Even though Seethakka had moved away from her earlier years in politics, in 2003, she was faced with a dilemma when Maoists of the People’s War Group carried out a failed assassination attempt on former chief minister Chandrababu Naidu in Alipiri, Tirupati. “Since the beginning, I had a differing view when it came to killing people,” Seethakka said, condemning the actions of the Maoists. She said that Naidu had acknowledged the plight of Adivasis and provided them with education, primary healthcare, and employment. 

In 2004, Seethakka contested from Mulugu constituency on a TDP ticket. However, she failed to woo the voters. “The people had their own reasons to reject me. Why would they trust someone new?” 

In 2009, she emerged victorious and was elected to power. But she lost again in 2014, after Telangana achieved statehood and a TRS wave took over the state’s politics. In 2018, she resigned from the TDP and contested on a Congress ticket. Even though the TRS won 88 seats that year, it could not defeat Seethakka.  

Seethakka recently finished her PhD at Osmania University, with research on the “social exclusion and deprivation of the Gotti Koya tribe”. 
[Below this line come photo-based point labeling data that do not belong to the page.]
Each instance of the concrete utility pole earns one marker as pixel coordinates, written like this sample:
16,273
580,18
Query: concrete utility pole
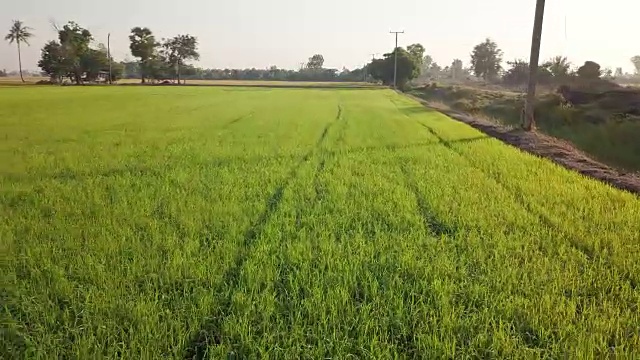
529,121
373,57
109,56
395,61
While Seethakka’s Covid relief work in remote areas was hailed by many on social media, her efforts during the recent floods in Warangal upset many leaders, including those from her own party. “All that she does is for publicity. She does some welfare activity and publicises it heavily using social media,” said a Congress leader. 

But the two-time legislator is not offended by these observations. “I shared photos and videos of my relief activity during Covid-19 in order to seek help from others. I was helping, but I am not an entire administration. Critics will fault everything.” 

For Sarakka, her daughter may have given up arms and taken up mainstream politics, but there has hardly been any change. “There is hardly any time that she dedicates for family.”